Introduction
Hematopoietic cell transplant (HCT) is increasingly performed as a
potentially curative treatment for both malignant and non-malignant
disorders. However, survivors are at higher risk for developing chronic
health conditions, which contributes to increased morbidity and
mortality compared with non-HCT cancer survivors and the general
population.1,2 Neurocognitive function is a broad
category which encompasses memory, attention, concentration, planning,
organization, and problem solving, among other abilities. Impairments in
cognition can complicate the post-HCT course with substantial effects on
both specific cognitive abilities as well as overall quality of
life.3 Survivors of pediatric HCT are at greater risk
for neurocognitive toxicity due to treatment exposures during a
developmentally vulnerable period.

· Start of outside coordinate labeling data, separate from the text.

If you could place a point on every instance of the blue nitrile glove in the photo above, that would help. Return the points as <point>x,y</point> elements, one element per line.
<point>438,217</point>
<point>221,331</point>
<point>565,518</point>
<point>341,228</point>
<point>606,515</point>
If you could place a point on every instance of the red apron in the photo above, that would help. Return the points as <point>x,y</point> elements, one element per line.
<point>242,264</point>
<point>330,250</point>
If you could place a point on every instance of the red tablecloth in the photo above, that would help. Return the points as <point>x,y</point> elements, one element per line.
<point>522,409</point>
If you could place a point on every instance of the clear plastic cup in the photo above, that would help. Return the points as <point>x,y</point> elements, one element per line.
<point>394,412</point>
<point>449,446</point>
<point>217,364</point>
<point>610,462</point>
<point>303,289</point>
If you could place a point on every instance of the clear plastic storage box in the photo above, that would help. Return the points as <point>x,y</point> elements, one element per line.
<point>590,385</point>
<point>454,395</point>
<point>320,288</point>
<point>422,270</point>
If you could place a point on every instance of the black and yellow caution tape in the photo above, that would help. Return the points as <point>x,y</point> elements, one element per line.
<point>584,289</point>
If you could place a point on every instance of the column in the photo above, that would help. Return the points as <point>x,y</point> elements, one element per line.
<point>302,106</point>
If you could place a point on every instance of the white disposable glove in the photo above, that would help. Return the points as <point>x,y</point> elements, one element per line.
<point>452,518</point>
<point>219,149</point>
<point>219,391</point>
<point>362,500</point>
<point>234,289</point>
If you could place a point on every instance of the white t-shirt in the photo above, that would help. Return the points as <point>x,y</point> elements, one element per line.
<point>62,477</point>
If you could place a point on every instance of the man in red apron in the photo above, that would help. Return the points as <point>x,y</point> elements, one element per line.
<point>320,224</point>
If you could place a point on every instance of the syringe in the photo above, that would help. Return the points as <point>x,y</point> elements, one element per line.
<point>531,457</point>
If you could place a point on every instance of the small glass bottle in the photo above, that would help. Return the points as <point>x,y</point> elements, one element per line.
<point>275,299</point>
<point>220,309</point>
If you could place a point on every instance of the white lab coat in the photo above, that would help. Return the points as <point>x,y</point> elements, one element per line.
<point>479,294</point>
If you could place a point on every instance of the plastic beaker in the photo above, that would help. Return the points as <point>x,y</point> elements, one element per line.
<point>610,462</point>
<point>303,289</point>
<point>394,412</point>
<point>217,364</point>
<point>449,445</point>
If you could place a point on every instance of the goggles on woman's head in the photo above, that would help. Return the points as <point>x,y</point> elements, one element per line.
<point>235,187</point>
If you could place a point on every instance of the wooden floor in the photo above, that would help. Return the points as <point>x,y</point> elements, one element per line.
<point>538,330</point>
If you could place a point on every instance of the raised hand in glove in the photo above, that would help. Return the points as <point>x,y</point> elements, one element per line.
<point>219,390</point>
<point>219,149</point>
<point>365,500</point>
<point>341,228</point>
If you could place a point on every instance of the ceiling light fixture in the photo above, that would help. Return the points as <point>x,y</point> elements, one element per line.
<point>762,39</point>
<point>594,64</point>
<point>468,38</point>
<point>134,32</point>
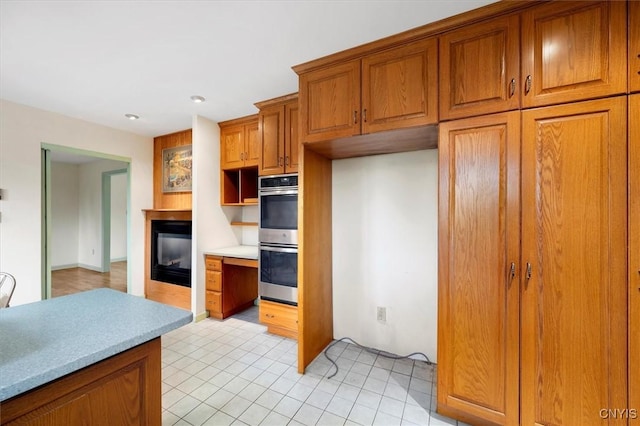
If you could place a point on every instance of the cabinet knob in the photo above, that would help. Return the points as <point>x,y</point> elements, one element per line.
<point>527,275</point>
<point>527,85</point>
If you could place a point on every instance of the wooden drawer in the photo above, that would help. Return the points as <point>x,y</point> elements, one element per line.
<point>281,319</point>
<point>213,280</point>
<point>213,303</point>
<point>213,263</point>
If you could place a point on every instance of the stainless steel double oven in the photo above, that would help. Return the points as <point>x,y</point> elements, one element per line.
<point>278,236</point>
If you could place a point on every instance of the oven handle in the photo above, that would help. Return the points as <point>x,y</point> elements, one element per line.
<point>279,249</point>
<point>267,192</point>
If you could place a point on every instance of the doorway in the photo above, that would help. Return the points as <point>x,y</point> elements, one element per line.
<point>86,223</point>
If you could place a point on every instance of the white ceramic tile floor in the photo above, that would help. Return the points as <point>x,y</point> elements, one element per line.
<point>233,372</point>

Despite this fact, few studies have
described the late neurocognitive outcomes in pediatric HCT survivors.
In studies of pediatric cancer survivors regardless of transplant
history, long-term survivors reported greater neurocognitive impairments
at an average of 2 decades following diagnosis compared with healthy
siblings,4,5 with more impairments noted in survivors
of central nervous system (CNS) tumors and acute lymphoblastic leukemia
(ALL) following direct CNS treatment or
prophylaxis.6,7 In these patients, survivors with
neurocognitive deficits were less likely to attain educational
milestones8 or follow recommendations for general
care.9 Therefore, further studies of long-term
neurocognitive function are needed specifically in pediatric HCT
survivors to identify potential areas for intervention with the goal of
improving patient function and quality of life.

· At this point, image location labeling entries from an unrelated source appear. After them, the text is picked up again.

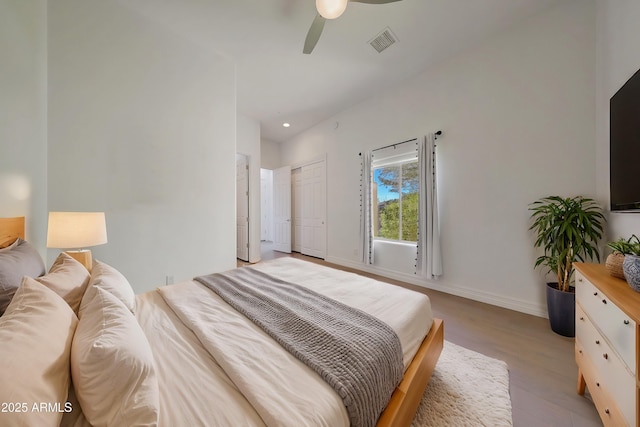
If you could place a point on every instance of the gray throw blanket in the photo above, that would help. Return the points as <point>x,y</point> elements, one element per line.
<point>354,352</point>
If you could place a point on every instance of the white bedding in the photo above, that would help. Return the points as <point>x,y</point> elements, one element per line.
<point>215,367</point>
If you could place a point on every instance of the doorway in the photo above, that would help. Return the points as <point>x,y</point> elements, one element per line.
<point>298,210</point>
<point>242,207</point>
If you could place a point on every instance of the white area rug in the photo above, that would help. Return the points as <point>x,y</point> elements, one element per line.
<point>466,389</point>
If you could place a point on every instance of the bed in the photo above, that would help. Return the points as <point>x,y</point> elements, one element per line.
<point>183,355</point>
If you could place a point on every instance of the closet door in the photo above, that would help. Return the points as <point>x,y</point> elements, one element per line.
<point>314,202</point>
<point>242,209</point>
<point>282,209</point>
<point>296,204</point>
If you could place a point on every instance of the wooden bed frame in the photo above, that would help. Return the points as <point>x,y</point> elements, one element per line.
<point>405,399</point>
<point>10,230</point>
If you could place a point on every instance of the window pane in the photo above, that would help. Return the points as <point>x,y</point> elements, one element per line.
<point>410,180</point>
<point>386,202</point>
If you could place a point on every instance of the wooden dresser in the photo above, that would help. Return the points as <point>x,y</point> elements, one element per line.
<point>607,342</point>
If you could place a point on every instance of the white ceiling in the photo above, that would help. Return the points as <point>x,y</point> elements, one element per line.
<point>276,82</point>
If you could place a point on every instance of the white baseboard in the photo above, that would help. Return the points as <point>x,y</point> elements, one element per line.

Despite known or suspected risk factors, neurocognitive dysfunction may
not become apparent until decades after HCT. The existing literature is
limited by inconsistent definitions, heterogeneous testing methods, and
short follow-up time.3,10-13 Specifically among
pediatric HCT survivors, there is a particular lack of data describing
neurocognitive outcomes and functional impact beyond 5 years
post-HCT.14 Overall, the limited understanding of the
incidence and characterization of neurocognitive dysfunction following
HCT has been recognized as an important area deserving of further
research.15,16 In this study, we aim to address this
gap in knowledge by characterizing the late neurocognitive outcomes in a
cohort of long-term pediatric HCT survivors. We also examine the
association between treatment variables and medical co-morbidities and
neurocognitive dysfunction in this patient population.